The title element contains two parts: the actual title of this article and the site name of the blog.

Now we just want to get the actual title Ruia is a great framework. We can write a statement in parse method, like:

from ruia import Item, TextField

class MyItem(Item):
    title = TextField(css_select='title')

async def parse(self, response):
    title = MyItem.get_item(await response.text()).title
    title = title.split(' | ')[0]
    with open('data.txt', mode='a') as file:
        file.writelines([title])

It works well. However, in ruia, we want to separate the two processes:

  • Data acquisition, for parsing HTML and create structured data;
  • Data processing, for data persistence or some other operations.

By separating data acquisition and data processing, our code can be more readable. We provide a better way for data cleaning.

from ruia import Item, TextField

class MyItem(Item):
    title = TextField(css_select='title')

    def clean_title(self, value):
        value = value.split(' | ')[0]
        return value

async def parse(self, response):
    title = MyItem.get_item(await response.text()).title
    with open('data.txt', mode='a') as file:
        file.writelines([title])

Now we get a better item. We just get the property title of item, like item.title, and we can get a pure title we want.

ruia will automatically recognize methods starts with clean_. If there's a field named the_field, then its corresponding data cleaning method is clean_the_field. Just add a prefix clean_ is okay.

The default clean method of each field is just return the string itself. Before data cleaning, fields are all pure python strings (sometimes a list or a dict of pure python strings). If you want item.index to return a python integer, please define clean_index method to return int(value).
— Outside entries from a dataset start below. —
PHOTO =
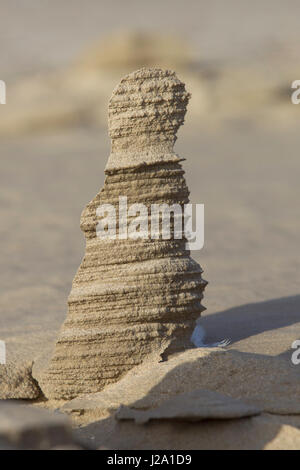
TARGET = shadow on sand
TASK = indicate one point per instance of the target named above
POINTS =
(251, 319)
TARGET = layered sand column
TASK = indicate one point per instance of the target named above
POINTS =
(131, 298)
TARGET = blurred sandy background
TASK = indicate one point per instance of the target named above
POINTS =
(61, 61)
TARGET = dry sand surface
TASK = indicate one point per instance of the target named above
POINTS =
(241, 144)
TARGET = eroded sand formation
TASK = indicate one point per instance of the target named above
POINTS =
(131, 298)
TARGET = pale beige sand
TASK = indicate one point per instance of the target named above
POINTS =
(248, 181)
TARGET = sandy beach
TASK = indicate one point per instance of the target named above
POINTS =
(242, 163)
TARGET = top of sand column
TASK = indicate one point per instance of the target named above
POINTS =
(145, 111)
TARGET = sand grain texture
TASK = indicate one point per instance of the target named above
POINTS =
(131, 297)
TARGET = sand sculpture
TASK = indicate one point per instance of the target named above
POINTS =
(131, 298)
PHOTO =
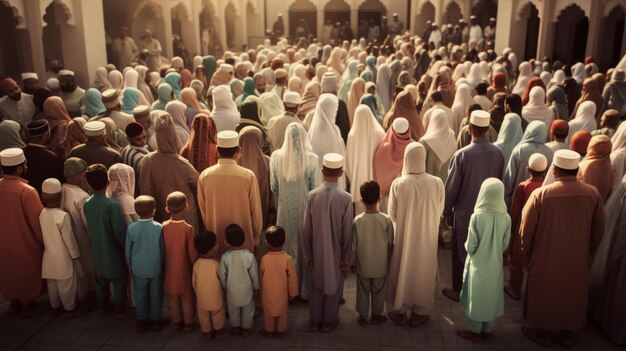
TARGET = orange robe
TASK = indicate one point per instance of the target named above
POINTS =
(21, 242)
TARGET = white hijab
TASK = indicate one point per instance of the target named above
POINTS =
(536, 109)
(364, 137)
(439, 136)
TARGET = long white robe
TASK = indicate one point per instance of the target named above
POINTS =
(416, 202)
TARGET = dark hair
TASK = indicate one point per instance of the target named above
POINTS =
(227, 152)
(275, 236)
(97, 176)
(481, 88)
(235, 235)
(515, 103)
(331, 172)
(436, 96)
(204, 242)
(370, 192)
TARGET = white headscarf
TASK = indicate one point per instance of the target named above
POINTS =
(224, 114)
(585, 119)
(324, 135)
(363, 139)
(439, 137)
(536, 108)
(382, 85)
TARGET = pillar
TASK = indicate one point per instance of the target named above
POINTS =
(34, 22)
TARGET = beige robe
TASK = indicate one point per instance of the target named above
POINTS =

Now let's focus on such a HTML code. For some reason, perhaps for css layout, there are some empty items. We want 5 movies, while ruia get 7. Of course you can delete useless items in parse function, however, it violated our principle that we should separate get items and save items.

<!DOCTYPE html>
<html lang="en">
<head>
    <meta charset="UTF-8">
    <title>Title</title>
</head>
<body>
<div class="container">
    <div class="movie"><a class="title">Movie 1</a><span class="star">3</span></div>
    <div class="movie"><a class="title">Movie 2</a><span class="star">5</span></div>
    <div class="movie"><a class="title">Movie 3</a><span class="star">2</span></div>
    <div class="movie"><a class="title">Movie 4</a><span class="star">1</span></div>
    <div class="movie"><a class="title">Movie 5</a><span class="star">5</span></div>
    <div class="movie"><a class="title"></a><span class="star"></span></div>
    <div class="movie"><a class="title"></a><span class="star"></span></div>
</div>
</body>
</html>

Ruia use an Exception to solve this problem. In clean_* functions, we can raise a ruia.IgnoreThisItem to skip useless items. Here's a snippet as a demo.

from ruia import Item, TextField, IgnoreThisItem

class MyItem(Item):
    target_item = TextField(css_select='.movie')
    title = TextField(css_select=".title")
    star = TextField(css_select=".star")

    @staticmethod
    async def clean_title(value):
        if not value:
            raise IgnoreThisItem
        return value


async def main():
    items = list()
    async for item in MyItem.get_items(html=HTML):
        items.append(item)
    assert len(items) == 5

Now, the length of items is 5, instead of 7.